Mary Panton, a wealthy and beautiful widow who lives in an old villa in the hills overlooking Florence, is asked by a longtime friend to marry him. While he is away for a few days and she is considering his proposal, an encounter with a young refugee could destroy all her plans for the future.
This is a short but intense novel that makes some poignant observations on the many facets of love, with Florence and the Tuscany region as a beautiful backdrop against which the action plays out. Mary is surrounded by three men: the much older and steady Edgar Swift, who wants to marry and take care of her for the rest of his life; the shady philanderer Rowley Flint, who also proposes marriage to Mary, but whose intentions are less pure; and finally Karl Richter, a poor student who fled from the Nazi regime, and who mistakes an act of kindness by Mary for something more.
Early in the novel, Mary laments that men have courted her since her sixteenth birthday, and that they all were of the impression that her only purpose in life was to satisfy their urges. Although she suffered greatly in the marriage because of his drinking and gambling, her late husband has been the only man she ever loved, and her experiences with him have made her wary of falling for someone again. She has deep affection for Edgar, but is only thrilled by what life with him would provide, Rowley she at first despises for his loose attitude, although she then sees merit in it herself, while Karl is the one she gives something of herself to out of compassion and a sudden bout of emotionality, but instead he feels used and betrayed by her. Mary loves none of them, and even the men who talk of love don’t know what they are going on about. There is affection, obsession, possessive urges, friendship, and mutual benefit, which are all just parts of the puzzle, but never the full picture.
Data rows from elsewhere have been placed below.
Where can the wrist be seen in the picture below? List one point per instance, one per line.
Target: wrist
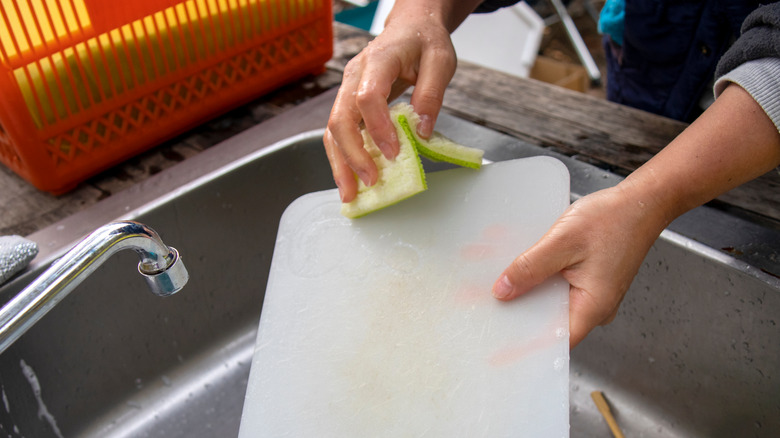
(445, 13)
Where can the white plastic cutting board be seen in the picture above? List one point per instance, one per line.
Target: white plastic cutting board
(384, 326)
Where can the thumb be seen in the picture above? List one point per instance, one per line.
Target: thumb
(545, 258)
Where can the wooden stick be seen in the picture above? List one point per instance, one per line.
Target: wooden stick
(601, 404)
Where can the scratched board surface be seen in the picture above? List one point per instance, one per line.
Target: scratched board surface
(384, 326)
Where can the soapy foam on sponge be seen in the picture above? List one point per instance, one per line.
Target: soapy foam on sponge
(403, 177)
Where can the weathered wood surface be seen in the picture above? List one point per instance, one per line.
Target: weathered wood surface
(593, 130)
(609, 135)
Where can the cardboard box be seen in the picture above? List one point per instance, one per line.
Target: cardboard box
(562, 74)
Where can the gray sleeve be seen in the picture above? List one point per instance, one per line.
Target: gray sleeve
(761, 79)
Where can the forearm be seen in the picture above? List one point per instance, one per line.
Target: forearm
(450, 13)
(731, 143)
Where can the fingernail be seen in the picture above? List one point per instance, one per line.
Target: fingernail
(387, 149)
(503, 287)
(424, 128)
(363, 175)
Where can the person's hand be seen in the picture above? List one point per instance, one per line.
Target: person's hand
(597, 245)
(414, 49)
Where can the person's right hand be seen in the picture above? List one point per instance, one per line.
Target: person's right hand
(414, 49)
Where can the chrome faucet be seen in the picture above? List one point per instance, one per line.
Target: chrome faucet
(160, 265)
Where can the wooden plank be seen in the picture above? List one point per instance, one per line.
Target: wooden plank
(613, 136)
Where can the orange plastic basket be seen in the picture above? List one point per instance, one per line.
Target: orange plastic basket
(86, 84)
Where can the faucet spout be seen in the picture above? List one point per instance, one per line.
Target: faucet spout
(160, 265)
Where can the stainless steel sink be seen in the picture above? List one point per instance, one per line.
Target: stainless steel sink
(694, 352)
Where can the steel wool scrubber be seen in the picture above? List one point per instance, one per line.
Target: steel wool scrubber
(15, 253)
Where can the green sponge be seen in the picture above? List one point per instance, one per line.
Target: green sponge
(403, 176)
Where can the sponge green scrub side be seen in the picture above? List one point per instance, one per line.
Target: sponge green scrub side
(437, 147)
(398, 179)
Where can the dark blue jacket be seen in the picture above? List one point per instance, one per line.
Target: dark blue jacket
(669, 53)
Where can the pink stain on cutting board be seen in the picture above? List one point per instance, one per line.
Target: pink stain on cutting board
(516, 353)
(485, 247)
(471, 294)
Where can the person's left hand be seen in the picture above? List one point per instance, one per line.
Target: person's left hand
(597, 245)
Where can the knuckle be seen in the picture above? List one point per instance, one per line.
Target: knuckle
(524, 269)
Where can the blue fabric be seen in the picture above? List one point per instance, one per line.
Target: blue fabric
(611, 20)
(669, 53)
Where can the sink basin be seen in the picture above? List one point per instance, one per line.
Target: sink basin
(694, 351)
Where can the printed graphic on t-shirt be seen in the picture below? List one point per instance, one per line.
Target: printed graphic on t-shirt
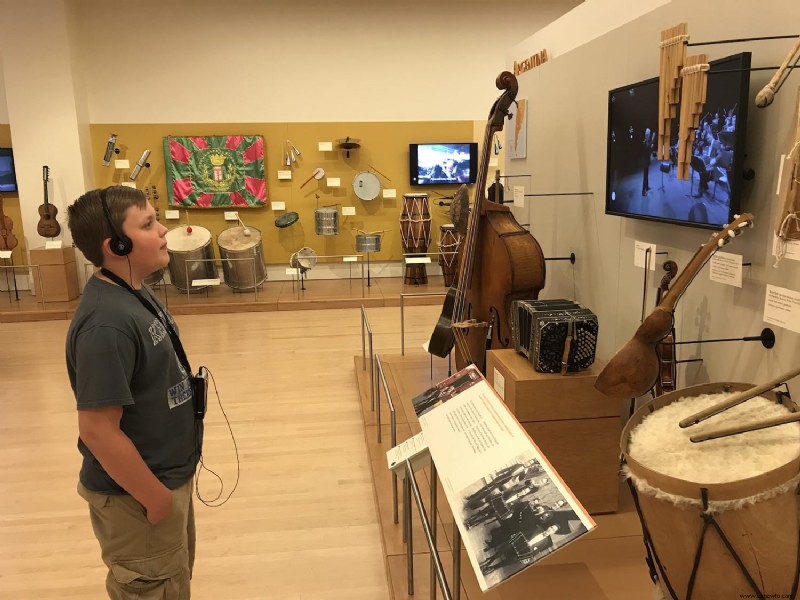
(179, 393)
(157, 332)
These little nuances in the relationships between Mary and her suitors are what makes the novel so compelling. As usual, Somerset Maugham knows how to write characters that are so flawed and human that you can’t help but feel for them. I had great sympathy for Mary who has suffered so much already and tries to find a way forward without getting trapped again, but then endangers all of it by getting tangled up in a terrible situation caused by a single foolish impulse, and who doesn’t know about those?
Somerset Maugham has been one of my favourite authors for a long time because in many of his books he creates small worlds that combine beautiful locations and memorable characters, which now and then makes you wish that you could actually be there. Reading his books is escapism in its finest form, and although his works are not generally lighthearted, the dry humour and expansive humanity of his stories make them immensely fascinating and enjoyable to me.